There is obviously a lot more to an election campaign than a bland recitation of the statistical facts.
But the economy still matters, especially with the opposition scoring highly with voters on economic management.
An Essential Media poll released this week showed that 40 per cent of voters would trust the coalition to deal with another global financial crisis compared with 26 per cent preferring the Labor Party.
And, given Mr Abbott's unrelenting efforts to frame the carbon tax as an economy-wrecker, any hints of economic weakness would be used to bolster his case.
So the economy will be in focus as the election draws closer.
On September 3, the Reserve Bank of Australia's board will hold its monthly monetary policy meeting.
Its benchmark cash rate is currently 3.0 per cent but the futures market has it at either 2.75 or, more likely, 2.5 per cent by election day.
If so, that will be a debating point in Labor's favour.
The following day, a week and a half out from polling day, the ABS will publish the June quarter national accounts.
The headline figure will be the annual change in real gross domestic product (GDP) - economic growth, as it's better known - for the first full year under the carbon tax.
The Reserve Bank of Australia's latest forecasts show gross domestic product, adjusted for inflation, growing by 2.75 per cent over the year to the June quarter, about half a percentage point under the long-run average.
Most economists would be expecting something around that figure as well, with the mining investment boom running out of steam and the high Australian dollar dragging on the rest of the economy.
It would mark a slowdown from the 3.1 per cent pace over the previous year, which ended the day before the carbon tax kicked in, but only a marginal slowdown rather than the disaster envisaged by opponents of the carbon tax.
So, barring a surprise - a very weak or very strong figure - debate over just what the national accounts say about the economy seems likely to turn into an inconclusive arm-wrestle rather than a knock-out blow landed by either side.
A week later, just two days before the election, the ABS will release the August jobs figures.
The trend in employment growth is already weak, about half what's needed to stop unemployment from edging up over time.
And most indicators of job vacancies are heading down, meaning the trend is more likely than not to flatten further.

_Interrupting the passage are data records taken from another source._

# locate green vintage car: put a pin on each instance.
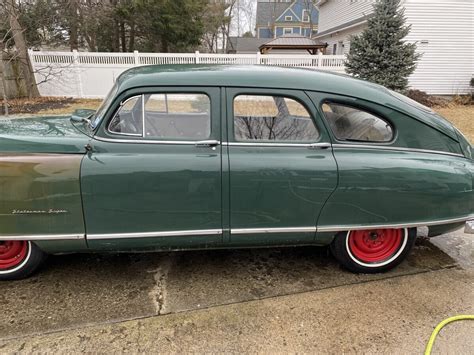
(207, 157)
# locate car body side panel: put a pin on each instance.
(40, 195)
(380, 187)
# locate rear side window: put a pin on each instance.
(272, 118)
(353, 124)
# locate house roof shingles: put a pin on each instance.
(242, 44)
(268, 12)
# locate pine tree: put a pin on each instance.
(379, 54)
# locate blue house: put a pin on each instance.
(282, 17)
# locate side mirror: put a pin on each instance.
(82, 115)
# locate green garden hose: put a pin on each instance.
(441, 325)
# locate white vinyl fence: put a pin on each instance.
(91, 74)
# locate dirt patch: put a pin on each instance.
(48, 105)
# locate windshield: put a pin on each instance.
(103, 107)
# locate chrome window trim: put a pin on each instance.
(402, 149)
(265, 144)
(43, 237)
(185, 233)
(340, 228)
(272, 230)
(144, 141)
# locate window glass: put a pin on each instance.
(272, 118)
(177, 116)
(128, 119)
(349, 123)
(104, 106)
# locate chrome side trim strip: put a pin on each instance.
(402, 149)
(261, 144)
(399, 225)
(43, 237)
(272, 230)
(144, 141)
(469, 227)
(186, 233)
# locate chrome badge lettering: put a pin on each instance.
(49, 211)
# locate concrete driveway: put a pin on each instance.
(261, 300)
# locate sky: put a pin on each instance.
(244, 17)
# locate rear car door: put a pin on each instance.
(281, 166)
(153, 175)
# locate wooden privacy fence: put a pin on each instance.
(91, 74)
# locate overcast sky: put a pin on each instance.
(244, 14)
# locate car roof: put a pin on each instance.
(262, 76)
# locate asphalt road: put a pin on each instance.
(228, 300)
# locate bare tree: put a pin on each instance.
(21, 48)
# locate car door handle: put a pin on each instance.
(319, 146)
(207, 143)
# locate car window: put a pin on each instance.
(353, 124)
(128, 120)
(272, 118)
(177, 116)
(104, 106)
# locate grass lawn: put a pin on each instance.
(462, 116)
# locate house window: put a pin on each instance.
(305, 16)
(340, 48)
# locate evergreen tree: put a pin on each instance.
(379, 53)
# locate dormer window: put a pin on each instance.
(305, 16)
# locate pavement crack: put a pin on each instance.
(158, 292)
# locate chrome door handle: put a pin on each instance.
(319, 146)
(207, 143)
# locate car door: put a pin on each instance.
(152, 178)
(281, 166)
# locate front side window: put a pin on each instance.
(353, 124)
(272, 118)
(164, 116)
(104, 106)
(128, 120)
(177, 116)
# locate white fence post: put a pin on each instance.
(136, 57)
(75, 63)
(90, 74)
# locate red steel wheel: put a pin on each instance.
(377, 247)
(13, 253)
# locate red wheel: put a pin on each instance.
(373, 250)
(19, 259)
(375, 247)
(13, 253)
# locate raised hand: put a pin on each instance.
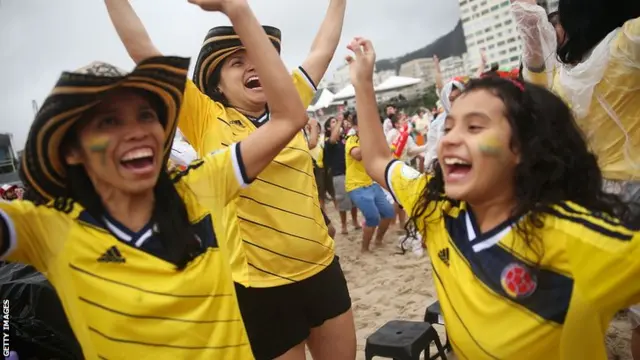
(362, 62)
(217, 5)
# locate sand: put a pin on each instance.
(386, 286)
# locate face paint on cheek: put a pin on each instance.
(490, 146)
(99, 145)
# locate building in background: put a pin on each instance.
(381, 76)
(423, 69)
(453, 66)
(489, 25)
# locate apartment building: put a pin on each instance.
(488, 25)
(453, 66)
(420, 69)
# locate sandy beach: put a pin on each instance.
(386, 286)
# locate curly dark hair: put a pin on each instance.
(587, 22)
(555, 164)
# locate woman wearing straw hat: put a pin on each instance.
(290, 287)
(129, 247)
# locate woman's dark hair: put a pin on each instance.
(555, 163)
(30, 195)
(169, 211)
(587, 22)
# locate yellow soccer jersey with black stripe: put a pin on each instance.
(275, 227)
(498, 305)
(123, 302)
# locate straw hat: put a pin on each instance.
(219, 44)
(75, 93)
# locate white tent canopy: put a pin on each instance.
(326, 97)
(392, 83)
(396, 82)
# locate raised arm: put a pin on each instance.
(539, 41)
(335, 132)
(326, 41)
(287, 114)
(438, 74)
(373, 144)
(132, 33)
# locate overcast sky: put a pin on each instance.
(40, 38)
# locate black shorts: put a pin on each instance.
(327, 221)
(323, 182)
(279, 318)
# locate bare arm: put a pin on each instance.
(131, 31)
(356, 154)
(287, 113)
(326, 41)
(373, 143)
(335, 133)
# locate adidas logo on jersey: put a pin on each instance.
(444, 256)
(112, 255)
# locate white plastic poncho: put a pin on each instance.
(577, 83)
(436, 129)
(182, 153)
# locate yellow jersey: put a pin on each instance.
(612, 126)
(122, 299)
(275, 228)
(356, 176)
(497, 304)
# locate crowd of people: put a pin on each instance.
(528, 181)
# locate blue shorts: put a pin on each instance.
(373, 204)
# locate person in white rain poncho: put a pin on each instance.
(450, 91)
(592, 60)
(182, 153)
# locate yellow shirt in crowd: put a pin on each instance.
(356, 176)
(616, 142)
(502, 301)
(275, 228)
(122, 302)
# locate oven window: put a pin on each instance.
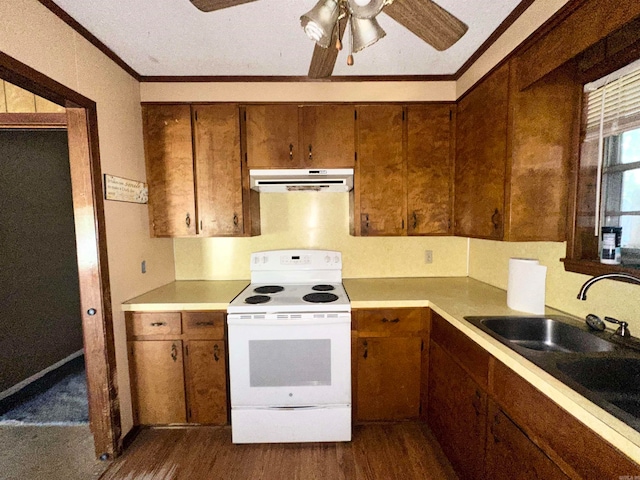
(289, 363)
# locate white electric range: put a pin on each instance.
(289, 336)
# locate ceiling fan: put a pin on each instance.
(327, 21)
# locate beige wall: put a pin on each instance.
(33, 35)
(319, 220)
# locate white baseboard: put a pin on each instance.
(19, 386)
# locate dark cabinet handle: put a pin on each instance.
(495, 219)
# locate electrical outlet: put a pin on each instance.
(428, 256)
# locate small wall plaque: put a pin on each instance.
(125, 190)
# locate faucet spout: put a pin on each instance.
(582, 295)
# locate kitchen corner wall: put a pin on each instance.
(489, 263)
(320, 221)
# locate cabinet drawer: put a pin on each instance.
(390, 320)
(469, 354)
(144, 324)
(203, 324)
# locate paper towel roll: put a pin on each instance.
(526, 285)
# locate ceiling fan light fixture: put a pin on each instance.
(365, 32)
(318, 23)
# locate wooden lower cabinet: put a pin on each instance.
(457, 413)
(206, 381)
(157, 382)
(387, 363)
(511, 455)
(177, 366)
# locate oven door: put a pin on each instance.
(294, 362)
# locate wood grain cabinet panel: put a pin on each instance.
(198, 185)
(218, 166)
(511, 455)
(388, 378)
(457, 413)
(206, 381)
(272, 136)
(169, 161)
(429, 168)
(327, 138)
(481, 152)
(380, 186)
(157, 382)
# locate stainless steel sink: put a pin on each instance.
(616, 380)
(549, 334)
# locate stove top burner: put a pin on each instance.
(257, 299)
(323, 288)
(269, 289)
(320, 297)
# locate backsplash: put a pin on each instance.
(318, 220)
(489, 263)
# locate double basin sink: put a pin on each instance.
(600, 367)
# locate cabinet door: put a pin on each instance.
(157, 382)
(380, 171)
(169, 159)
(218, 169)
(272, 136)
(388, 378)
(429, 169)
(206, 381)
(327, 139)
(481, 153)
(457, 413)
(512, 456)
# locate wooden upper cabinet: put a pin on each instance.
(292, 136)
(544, 118)
(481, 154)
(327, 138)
(218, 165)
(429, 168)
(380, 199)
(272, 136)
(167, 141)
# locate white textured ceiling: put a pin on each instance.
(264, 38)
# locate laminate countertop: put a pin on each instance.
(451, 297)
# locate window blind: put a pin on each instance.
(615, 103)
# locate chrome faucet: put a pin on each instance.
(623, 330)
(582, 295)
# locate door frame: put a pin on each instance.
(91, 246)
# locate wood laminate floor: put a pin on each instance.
(402, 451)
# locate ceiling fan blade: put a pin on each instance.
(324, 59)
(427, 20)
(211, 5)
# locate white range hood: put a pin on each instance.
(298, 179)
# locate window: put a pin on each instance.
(612, 141)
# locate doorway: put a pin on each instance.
(90, 239)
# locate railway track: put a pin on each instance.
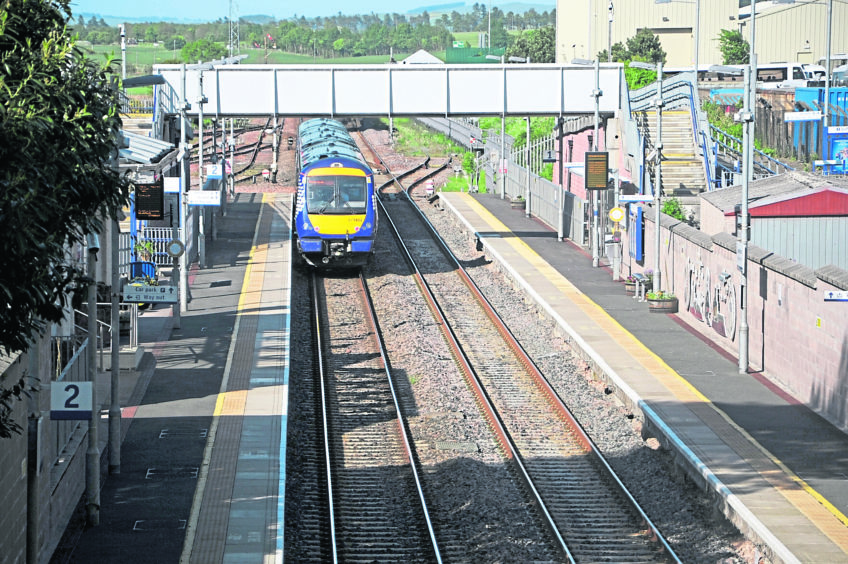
(589, 513)
(375, 508)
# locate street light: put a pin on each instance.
(745, 116)
(697, 29)
(657, 281)
(596, 93)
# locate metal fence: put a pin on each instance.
(544, 196)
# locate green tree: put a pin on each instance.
(537, 44)
(734, 49)
(58, 122)
(202, 50)
(645, 45)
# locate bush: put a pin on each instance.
(672, 207)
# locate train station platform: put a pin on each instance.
(204, 415)
(775, 468)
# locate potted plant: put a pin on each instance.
(630, 285)
(662, 302)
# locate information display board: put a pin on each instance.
(596, 167)
(150, 200)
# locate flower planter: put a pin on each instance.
(667, 305)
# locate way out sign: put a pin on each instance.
(70, 400)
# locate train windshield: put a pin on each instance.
(336, 194)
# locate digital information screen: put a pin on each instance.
(595, 167)
(150, 200)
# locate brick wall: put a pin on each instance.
(13, 467)
(795, 337)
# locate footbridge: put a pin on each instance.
(390, 90)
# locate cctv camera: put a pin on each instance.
(93, 242)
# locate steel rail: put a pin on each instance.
(509, 447)
(404, 432)
(402, 423)
(319, 359)
(536, 374)
(547, 389)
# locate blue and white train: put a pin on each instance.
(336, 207)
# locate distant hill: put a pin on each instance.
(463, 7)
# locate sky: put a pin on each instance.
(211, 10)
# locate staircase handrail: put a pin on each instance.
(735, 148)
(678, 91)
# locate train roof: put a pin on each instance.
(324, 138)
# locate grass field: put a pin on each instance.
(141, 58)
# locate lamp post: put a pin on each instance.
(697, 27)
(609, 33)
(745, 116)
(596, 94)
(92, 454)
(657, 281)
(827, 76)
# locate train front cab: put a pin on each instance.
(336, 217)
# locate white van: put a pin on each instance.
(782, 75)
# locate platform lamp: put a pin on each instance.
(658, 101)
(596, 94)
(745, 116)
(115, 356)
(502, 152)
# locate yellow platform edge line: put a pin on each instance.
(535, 258)
(220, 400)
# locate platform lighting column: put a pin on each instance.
(826, 119)
(115, 336)
(527, 164)
(746, 116)
(596, 94)
(186, 183)
(657, 281)
(123, 29)
(92, 470)
(201, 223)
(697, 38)
(609, 33)
(503, 155)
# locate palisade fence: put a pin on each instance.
(544, 196)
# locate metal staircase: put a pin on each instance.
(682, 175)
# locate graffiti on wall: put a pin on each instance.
(711, 301)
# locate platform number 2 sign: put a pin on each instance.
(70, 400)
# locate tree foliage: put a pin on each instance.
(734, 49)
(646, 46)
(58, 124)
(537, 44)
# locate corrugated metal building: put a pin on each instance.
(800, 216)
(788, 32)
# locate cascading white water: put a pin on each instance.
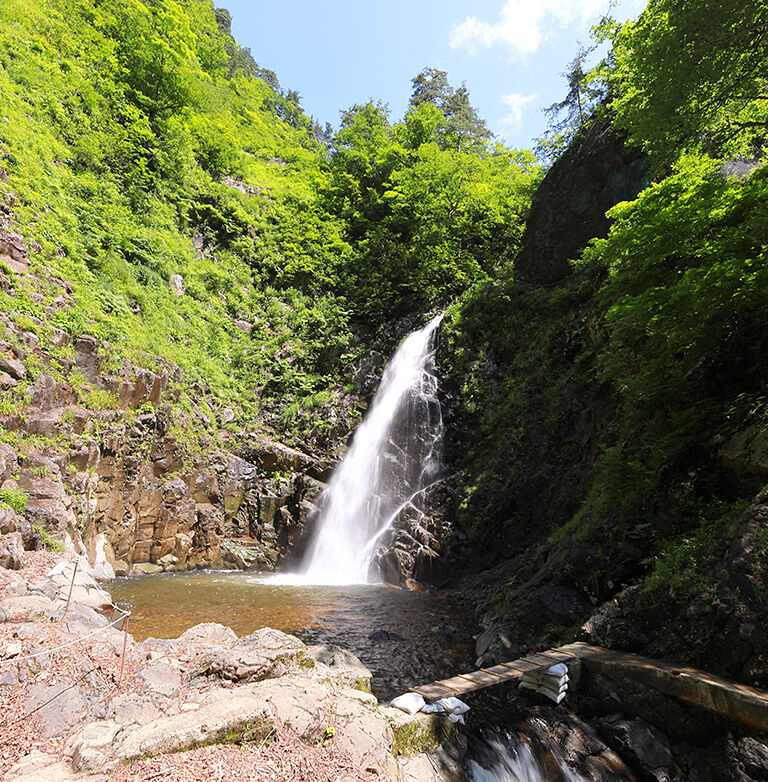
(519, 758)
(393, 459)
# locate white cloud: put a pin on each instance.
(523, 24)
(514, 119)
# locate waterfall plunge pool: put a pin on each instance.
(404, 638)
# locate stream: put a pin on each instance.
(404, 638)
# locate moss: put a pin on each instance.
(418, 734)
(49, 542)
(16, 499)
(362, 683)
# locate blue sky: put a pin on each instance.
(510, 53)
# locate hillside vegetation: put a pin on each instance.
(612, 430)
(189, 211)
(606, 431)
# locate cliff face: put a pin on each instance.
(606, 432)
(597, 171)
(105, 452)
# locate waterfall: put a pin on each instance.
(393, 459)
(520, 757)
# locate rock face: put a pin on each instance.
(721, 630)
(597, 171)
(120, 476)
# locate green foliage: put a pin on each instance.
(16, 499)
(587, 90)
(48, 541)
(424, 221)
(200, 219)
(459, 127)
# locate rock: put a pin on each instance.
(59, 707)
(415, 733)
(121, 567)
(596, 171)
(8, 519)
(145, 569)
(41, 767)
(87, 357)
(263, 654)
(343, 666)
(159, 678)
(385, 635)
(234, 718)
(14, 246)
(208, 632)
(750, 756)
(636, 739)
(361, 728)
(12, 367)
(90, 747)
(11, 551)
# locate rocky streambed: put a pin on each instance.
(83, 701)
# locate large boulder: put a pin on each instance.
(596, 171)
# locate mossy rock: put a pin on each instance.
(413, 734)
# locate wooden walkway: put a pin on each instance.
(729, 699)
(487, 677)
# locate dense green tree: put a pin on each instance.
(461, 127)
(691, 73)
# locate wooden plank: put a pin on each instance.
(539, 660)
(558, 657)
(459, 684)
(482, 678)
(506, 671)
(523, 666)
(432, 692)
(496, 674)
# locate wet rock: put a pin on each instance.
(208, 632)
(343, 666)
(11, 551)
(264, 654)
(385, 635)
(641, 742)
(145, 569)
(242, 717)
(749, 756)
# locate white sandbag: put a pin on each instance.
(410, 702)
(452, 705)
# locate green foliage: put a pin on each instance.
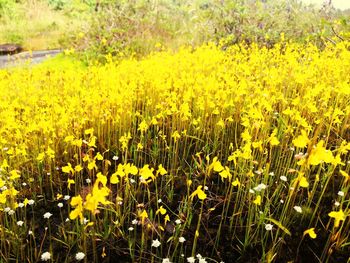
(137, 26)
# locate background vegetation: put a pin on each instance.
(139, 27)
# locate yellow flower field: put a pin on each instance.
(206, 154)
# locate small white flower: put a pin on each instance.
(45, 256)
(47, 215)
(11, 212)
(79, 256)
(268, 227)
(260, 187)
(284, 178)
(155, 243)
(298, 209)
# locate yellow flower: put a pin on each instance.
(70, 181)
(78, 168)
(68, 169)
(257, 200)
(338, 216)
(114, 179)
(302, 140)
(143, 215)
(199, 193)
(310, 232)
(225, 173)
(161, 210)
(161, 170)
(166, 219)
(77, 202)
(14, 175)
(303, 182)
(147, 173)
(236, 182)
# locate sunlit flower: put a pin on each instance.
(47, 215)
(268, 227)
(298, 209)
(199, 192)
(79, 256)
(45, 256)
(310, 232)
(338, 216)
(257, 200)
(283, 178)
(260, 187)
(155, 243)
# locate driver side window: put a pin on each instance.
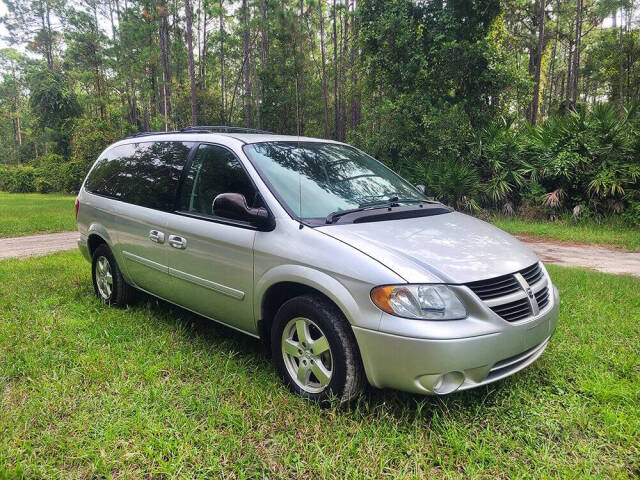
(214, 170)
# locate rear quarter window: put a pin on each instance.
(145, 174)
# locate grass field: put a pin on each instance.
(28, 213)
(88, 391)
(613, 234)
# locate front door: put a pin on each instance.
(210, 258)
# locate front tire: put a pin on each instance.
(315, 352)
(108, 282)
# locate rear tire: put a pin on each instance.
(315, 352)
(108, 282)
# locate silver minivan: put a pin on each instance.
(347, 272)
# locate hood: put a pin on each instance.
(452, 248)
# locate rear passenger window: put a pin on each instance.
(214, 170)
(105, 177)
(145, 174)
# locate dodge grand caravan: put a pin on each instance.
(349, 273)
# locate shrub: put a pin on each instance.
(17, 179)
(453, 183)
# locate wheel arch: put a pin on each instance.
(96, 235)
(288, 281)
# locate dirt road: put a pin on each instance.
(607, 260)
(34, 245)
(571, 255)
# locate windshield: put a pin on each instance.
(317, 179)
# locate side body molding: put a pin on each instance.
(101, 231)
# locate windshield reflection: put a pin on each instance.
(316, 179)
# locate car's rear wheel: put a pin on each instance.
(315, 352)
(108, 282)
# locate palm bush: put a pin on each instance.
(588, 157)
(452, 182)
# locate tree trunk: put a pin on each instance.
(165, 56)
(355, 91)
(576, 55)
(192, 73)
(343, 74)
(535, 100)
(223, 85)
(246, 49)
(569, 82)
(336, 107)
(325, 93)
(264, 52)
(49, 43)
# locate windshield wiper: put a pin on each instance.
(333, 216)
(391, 202)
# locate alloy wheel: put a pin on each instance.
(307, 355)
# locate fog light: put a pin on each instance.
(448, 383)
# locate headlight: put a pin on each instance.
(426, 302)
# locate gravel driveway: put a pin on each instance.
(37, 244)
(571, 255)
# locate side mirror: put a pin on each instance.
(234, 207)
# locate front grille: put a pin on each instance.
(514, 311)
(495, 287)
(542, 297)
(532, 274)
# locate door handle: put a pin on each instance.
(156, 236)
(177, 242)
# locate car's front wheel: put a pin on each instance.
(108, 282)
(315, 351)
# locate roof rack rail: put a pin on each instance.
(146, 134)
(202, 129)
(221, 129)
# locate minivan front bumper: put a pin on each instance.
(440, 366)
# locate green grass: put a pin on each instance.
(87, 391)
(611, 234)
(28, 213)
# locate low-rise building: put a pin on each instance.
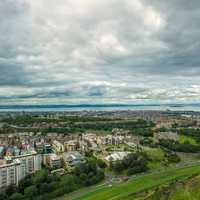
(58, 147)
(55, 161)
(71, 159)
(116, 156)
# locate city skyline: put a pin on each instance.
(141, 51)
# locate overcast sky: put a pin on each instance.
(99, 51)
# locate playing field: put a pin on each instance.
(135, 185)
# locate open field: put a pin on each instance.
(135, 185)
(157, 156)
(187, 139)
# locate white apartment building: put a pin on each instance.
(10, 174)
(59, 147)
(18, 167)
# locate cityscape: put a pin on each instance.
(99, 100)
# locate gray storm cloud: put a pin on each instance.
(99, 51)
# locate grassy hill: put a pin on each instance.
(142, 184)
(181, 190)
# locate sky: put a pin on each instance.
(91, 51)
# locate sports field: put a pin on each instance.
(138, 184)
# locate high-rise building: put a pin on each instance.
(14, 169)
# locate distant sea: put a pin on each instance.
(98, 107)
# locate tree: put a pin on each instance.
(16, 196)
(30, 192)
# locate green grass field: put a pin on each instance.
(184, 138)
(123, 191)
(157, 156)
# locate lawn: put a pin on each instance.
(188, 139)
(123, 190)
(157, 157)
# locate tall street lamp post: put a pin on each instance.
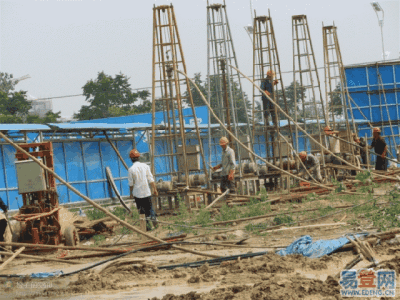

So it is very likely that the unemployment rate will be higher than the 5.4 per cent recorded in December, although on current trends only by 0.1 or 0.2 points or maybe a tad more.
Even so, given the volatility of the monthly estimates, there's about as much chance they will show a fall in unemployment as a rise between July and August.
So whether the numbers favour the incumbent or the contender is a coin-toss.
On election day, as Mr Keating's success in 1993 demonstrated, the actual state of the economy will probably turn out to be much less important than who can spin the most convincing yarn about it.